A year later, Romchik returns home to Ukraine with his father, to the department where doctors desperately fought for a chance to save the child and now will begin rehabilitation. The boy comes in wearing a special compression mask, which is necessary to make the burns less scarred. They need to be constantly polished. If this is not done, pain and limited mobility are inevitable. Because the child grows, but the scar tissue does not. However, even the largest burn unit in the western regions does not have a laser for scar resurfacing. To get the device, the First Medical Association of Lviv, Kyivstar and the dobro.ua platform launched a charity fundraiser!

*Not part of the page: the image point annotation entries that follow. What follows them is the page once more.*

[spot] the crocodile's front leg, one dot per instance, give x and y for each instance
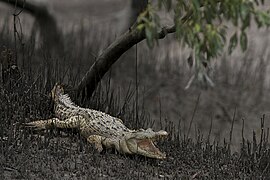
(72, 122)
(100, 141)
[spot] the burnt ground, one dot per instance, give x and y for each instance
(65, 155)
(163, 73)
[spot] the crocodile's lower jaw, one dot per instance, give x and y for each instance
(147, 148)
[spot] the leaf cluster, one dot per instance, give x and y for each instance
(202, 25)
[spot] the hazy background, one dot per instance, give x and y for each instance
(241, 80)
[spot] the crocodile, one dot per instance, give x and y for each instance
(99, 128)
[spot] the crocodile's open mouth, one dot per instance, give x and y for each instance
(149, 149)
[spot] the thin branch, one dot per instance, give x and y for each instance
(111, 54)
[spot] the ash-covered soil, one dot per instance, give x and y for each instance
(56, 154)
(71, 158)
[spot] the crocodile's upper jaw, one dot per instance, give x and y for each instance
(143, 143)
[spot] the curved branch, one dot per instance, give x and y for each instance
(110, 55)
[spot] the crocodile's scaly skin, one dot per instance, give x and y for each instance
(100, 128)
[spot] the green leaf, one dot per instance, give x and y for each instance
(243, 41)
(233, 43)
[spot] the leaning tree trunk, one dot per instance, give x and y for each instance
(110, 55)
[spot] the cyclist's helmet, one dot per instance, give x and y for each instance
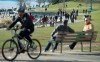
(21, 9)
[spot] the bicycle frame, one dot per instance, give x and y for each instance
(15, 36)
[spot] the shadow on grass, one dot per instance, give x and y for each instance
(2, 60)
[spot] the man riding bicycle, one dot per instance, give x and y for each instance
(27, 26)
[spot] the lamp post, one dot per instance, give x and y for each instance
(63, 5)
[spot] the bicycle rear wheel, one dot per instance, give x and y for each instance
(9, 50)
(34, 51)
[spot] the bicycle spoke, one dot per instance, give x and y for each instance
(9, 50)
(34, 50)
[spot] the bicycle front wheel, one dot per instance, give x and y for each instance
(9, 50)
(34, 50)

To join the "Children's hope: helping children with burns" charity project, please follow the link: https://dobro.ua/en/project/kyivstar/

Every hryvnia is important! It brings us closer to our goal: to rescue, treat and restore Ukrainian children with burns – in Ukraine 🇺🇦.   

SUPPORT THE FUNDRAISER

Lviv burn surgeons are satisfied with the results of their German colleagues' work. They saved not only the child's life, but also preserved his dream of learning to play the accordion masterfully. His deceased mother knew how to play this instrument herself and taught her son. There are chances to continue music lessons. The German doctors made a miracle, and Lviv rehabilitation specialists should help to consolidate this success. When Romchyk recovers, he dreams of one day playing a real accordion concert for his doctors.